Lesson 11: Curriculum Models and Approaches in ECCE
Emergent Curriculum
Jones & Nimmo (1994) describe emergent curriculum as responsiveness to particular people in a particular place, at a particular time. It requires adults to trust in the power of play and power of children’s choices and teachers to be professionals who shape and guide those choices into a curriculum that is meaningful and cognitively challenging for children.
It differs from traditional thematic approach, which is based on predetermined themes for a set time period. Emergent curriculum, on the other hand makes use of themes that are important and relevant to children.
Sources of emergent curriculum:
Children’s interests: Children’s interests should be acknowledged and supported, which automatically motivates them to learn.

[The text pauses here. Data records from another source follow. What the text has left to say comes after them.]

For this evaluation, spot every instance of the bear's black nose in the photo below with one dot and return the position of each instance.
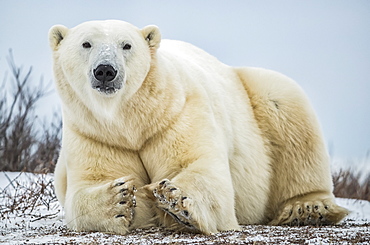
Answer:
(105, 73)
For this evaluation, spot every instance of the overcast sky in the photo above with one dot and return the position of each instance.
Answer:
(323, 45)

Teacher’s interests: teachers are people with interests of their own, which are worth sharing with children.
Developmental tasks: At each developmental stage, there are tasks to be mastered. Appropriate curriculum provides many opportunities for children to choose activities providing skill practice.
Things in the physical environment: The man made things in their physical environment are typically standardized and predictable. The natural things are unstandardized and unpredictable. Children need experience with both.

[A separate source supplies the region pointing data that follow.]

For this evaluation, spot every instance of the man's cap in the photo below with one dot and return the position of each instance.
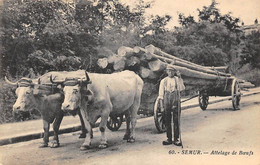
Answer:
(170, 67)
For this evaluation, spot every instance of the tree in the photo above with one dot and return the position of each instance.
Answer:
(251, 50)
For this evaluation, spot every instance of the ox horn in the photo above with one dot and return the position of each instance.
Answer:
(88, 79)
(11, 83)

People in the social environment: Children are interested in all kinds of people, who they are and what they do. They can learn about and relate to them.

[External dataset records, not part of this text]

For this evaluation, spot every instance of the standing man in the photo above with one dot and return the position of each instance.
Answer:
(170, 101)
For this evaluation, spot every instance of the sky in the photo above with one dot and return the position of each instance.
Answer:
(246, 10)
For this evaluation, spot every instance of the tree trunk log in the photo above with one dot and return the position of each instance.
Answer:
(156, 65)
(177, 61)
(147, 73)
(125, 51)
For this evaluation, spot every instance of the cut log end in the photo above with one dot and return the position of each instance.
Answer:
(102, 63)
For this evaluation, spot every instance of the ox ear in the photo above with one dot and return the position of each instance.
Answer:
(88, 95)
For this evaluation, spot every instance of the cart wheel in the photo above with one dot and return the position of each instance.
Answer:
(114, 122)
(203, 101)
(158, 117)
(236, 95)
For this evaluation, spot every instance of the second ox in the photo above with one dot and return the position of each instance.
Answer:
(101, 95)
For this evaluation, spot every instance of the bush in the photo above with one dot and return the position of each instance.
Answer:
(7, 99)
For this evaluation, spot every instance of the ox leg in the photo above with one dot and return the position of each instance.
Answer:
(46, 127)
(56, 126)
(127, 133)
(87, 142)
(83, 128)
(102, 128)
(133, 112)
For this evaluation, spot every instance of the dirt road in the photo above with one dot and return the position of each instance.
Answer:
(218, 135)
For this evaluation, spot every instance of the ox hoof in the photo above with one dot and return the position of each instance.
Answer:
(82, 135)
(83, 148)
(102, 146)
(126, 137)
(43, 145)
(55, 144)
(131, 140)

Curriculum resource materials: Children’s libraries, school resource centers are full of curriculum ideas ready to use. They can be used as per children’s interests.
Serendipity: Unexpected events: When the unexpected happens in the classroom, community, country, teachers have choices. They can invent ways of incorporating it in their plans. They have to be skilled in ‘on the spot’ decision making.
Living together: Conflict resolution, care giving & routines: Cooperation, expression of feelings, conflict resolution and all the daily tasks of living together are potential curriculum for young children.